Patients treated with olaparib had a 70% lower risk of disease recurrence than those treated with placebo. Preliminary data suggest that the time to next treatment or death was significantly improved from 15.1 months in patients receiving placebo to 51.8 months in those receiving olaparib. This degree of improvement in patient outcomes is highly unusual for any anticancer therapy.
In the PRIMA trial, niraparib maintenance for 3 years or until progression of disease in patients with persistent disease was compared to placebo in patients whose cancers had demonstrated some response to platinum-based therapy. This trial included all patients, not just those who had a BRCA1 or BRCA2 mutation. Taking the results for all patients, the time to progression of disease was significantly longer in those receiving niraparib at 13.8 months versus 10.4 months for those receiving placebo.
Patients whose tumors had underlying deficiency in DNA damage repair (homologous recombination repair deficiency) had the best outcomes, with a progression-free survival of 21.9 months as compared to 10.4 months in patients receiving placebo. Patients who did not have an underlying DNA damage repair deficiency (homologous recombination repair proficiency) who received niraparib had a progression-free survival of 8.1 months as compared to 5.4 months in those receiving placebo. This was similar to the roughly three month improvement in progression-free survival seen with the use of bevacizumab during, and as maintenance after primary therapy for advanced ovarian cancer that had led to its approval by the FDA for this indication.
Side Effects and Costs
In both the SOLO1 and PRIMA trials, patients treated with a PARP inhibitor had a similar quality of life as compared to those receiving placebo. Common side effects of PARP inhibitor therapy include fatigue, nausea, vomiting, anemia, decreased white blood cell counts, and decreased platelets. Each PARP inhibitor has its own unique side effects, as well. There appears to be an increased risk of pre-leukemia or leukemia in patients who take PARP inhibitor therapy. Although most patients tolerate PARP inhibitor therapy well, some may require dose adjustments or even discontinuation of therapy.

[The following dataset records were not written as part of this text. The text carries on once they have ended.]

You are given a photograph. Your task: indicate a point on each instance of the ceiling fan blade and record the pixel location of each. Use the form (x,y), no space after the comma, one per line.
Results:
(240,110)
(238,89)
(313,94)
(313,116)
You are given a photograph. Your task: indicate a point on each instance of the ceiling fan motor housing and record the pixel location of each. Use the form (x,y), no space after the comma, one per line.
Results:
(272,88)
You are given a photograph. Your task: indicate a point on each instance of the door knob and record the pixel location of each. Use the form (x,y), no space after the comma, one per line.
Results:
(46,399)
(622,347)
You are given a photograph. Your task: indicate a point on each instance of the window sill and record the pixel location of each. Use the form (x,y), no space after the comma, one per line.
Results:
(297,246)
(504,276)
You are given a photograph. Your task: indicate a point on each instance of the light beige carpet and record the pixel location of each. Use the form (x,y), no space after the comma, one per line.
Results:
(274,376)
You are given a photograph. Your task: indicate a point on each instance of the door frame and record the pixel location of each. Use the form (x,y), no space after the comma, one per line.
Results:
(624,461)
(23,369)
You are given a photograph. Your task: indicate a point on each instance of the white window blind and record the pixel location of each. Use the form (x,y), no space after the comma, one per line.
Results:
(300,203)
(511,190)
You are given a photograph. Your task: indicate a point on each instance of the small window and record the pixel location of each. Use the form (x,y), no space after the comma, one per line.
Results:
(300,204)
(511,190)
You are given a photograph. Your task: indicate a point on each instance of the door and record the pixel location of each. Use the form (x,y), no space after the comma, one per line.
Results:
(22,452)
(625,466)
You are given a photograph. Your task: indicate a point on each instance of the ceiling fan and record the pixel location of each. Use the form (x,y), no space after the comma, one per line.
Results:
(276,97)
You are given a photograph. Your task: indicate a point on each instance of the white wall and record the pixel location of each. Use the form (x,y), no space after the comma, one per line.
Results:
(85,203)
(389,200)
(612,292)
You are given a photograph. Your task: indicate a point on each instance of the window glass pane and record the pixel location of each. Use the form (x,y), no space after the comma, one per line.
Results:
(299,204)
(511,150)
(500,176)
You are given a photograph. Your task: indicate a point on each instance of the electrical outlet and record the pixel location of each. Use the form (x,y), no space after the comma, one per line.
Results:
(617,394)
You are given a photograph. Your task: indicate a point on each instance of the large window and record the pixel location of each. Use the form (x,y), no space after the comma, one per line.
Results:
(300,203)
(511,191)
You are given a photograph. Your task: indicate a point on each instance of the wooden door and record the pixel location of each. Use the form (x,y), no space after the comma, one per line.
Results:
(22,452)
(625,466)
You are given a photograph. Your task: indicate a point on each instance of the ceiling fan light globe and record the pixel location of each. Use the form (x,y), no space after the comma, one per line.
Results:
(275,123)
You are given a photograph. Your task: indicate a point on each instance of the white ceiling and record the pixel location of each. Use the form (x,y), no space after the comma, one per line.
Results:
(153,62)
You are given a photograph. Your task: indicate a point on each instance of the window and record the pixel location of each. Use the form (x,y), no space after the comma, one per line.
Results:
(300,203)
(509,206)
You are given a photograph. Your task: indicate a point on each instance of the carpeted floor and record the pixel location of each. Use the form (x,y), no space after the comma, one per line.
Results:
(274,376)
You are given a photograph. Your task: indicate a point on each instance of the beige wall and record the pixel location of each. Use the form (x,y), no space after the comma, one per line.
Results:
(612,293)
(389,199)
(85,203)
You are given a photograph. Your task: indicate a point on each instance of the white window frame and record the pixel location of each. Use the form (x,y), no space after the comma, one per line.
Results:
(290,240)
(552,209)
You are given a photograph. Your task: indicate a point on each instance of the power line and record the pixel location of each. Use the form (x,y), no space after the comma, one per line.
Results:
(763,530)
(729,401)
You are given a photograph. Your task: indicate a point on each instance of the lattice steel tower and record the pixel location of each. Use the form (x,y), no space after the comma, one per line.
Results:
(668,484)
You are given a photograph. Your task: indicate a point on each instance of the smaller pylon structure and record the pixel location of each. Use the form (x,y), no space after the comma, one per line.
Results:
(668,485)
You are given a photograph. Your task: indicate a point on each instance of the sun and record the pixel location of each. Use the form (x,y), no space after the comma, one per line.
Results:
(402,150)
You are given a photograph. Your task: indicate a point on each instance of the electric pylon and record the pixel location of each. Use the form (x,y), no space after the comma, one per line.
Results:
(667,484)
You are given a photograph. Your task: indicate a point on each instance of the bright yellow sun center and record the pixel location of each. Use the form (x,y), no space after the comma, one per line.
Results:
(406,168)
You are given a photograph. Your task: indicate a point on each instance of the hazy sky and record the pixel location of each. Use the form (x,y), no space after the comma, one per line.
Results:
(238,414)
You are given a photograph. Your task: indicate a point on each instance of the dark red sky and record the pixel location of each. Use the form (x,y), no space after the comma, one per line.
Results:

Finally, there is significant financial toxicity associated with PARP inhibitor therapy, with a third-party payer cost estimated at $14,700 per month in one study. Even for patients with prescription drug coverage, co-pays may be large. There are patient assistance programs available from the manufacturers of both olaparib and niraparib.
PARP inhibitor maintenance has shown clear benefit for patients after the completion of primary therapy for ovarian cancer. The SOLO1 and PRIMA studies demonstrate that there is a gradient in the benefit seen with PARP inhibitor maintenance, with the benefit being greatest among women whose tumors have BRCA1 or BRCA2 mutations, intermediate among women whose tumors have other DNA damage repair deficits (homologous recombination repair deficiency), and least among women whose tumors have intact DNA damage repair mechanisms (homologous recombination repair proficiency).
Given the variable benefit as well as the potential physical and financial toxicity of these agents, the choice for maintenance therapy should be individualized. Knowing the patient’s BRCA1 and BRCA2 mutation status as well as the homologous recombination repair status of the patient’s tumor are important to helping a patient, in collaboration with her oncologist, make an informed decision regarding whether PARP inhibitor therapy is right for her.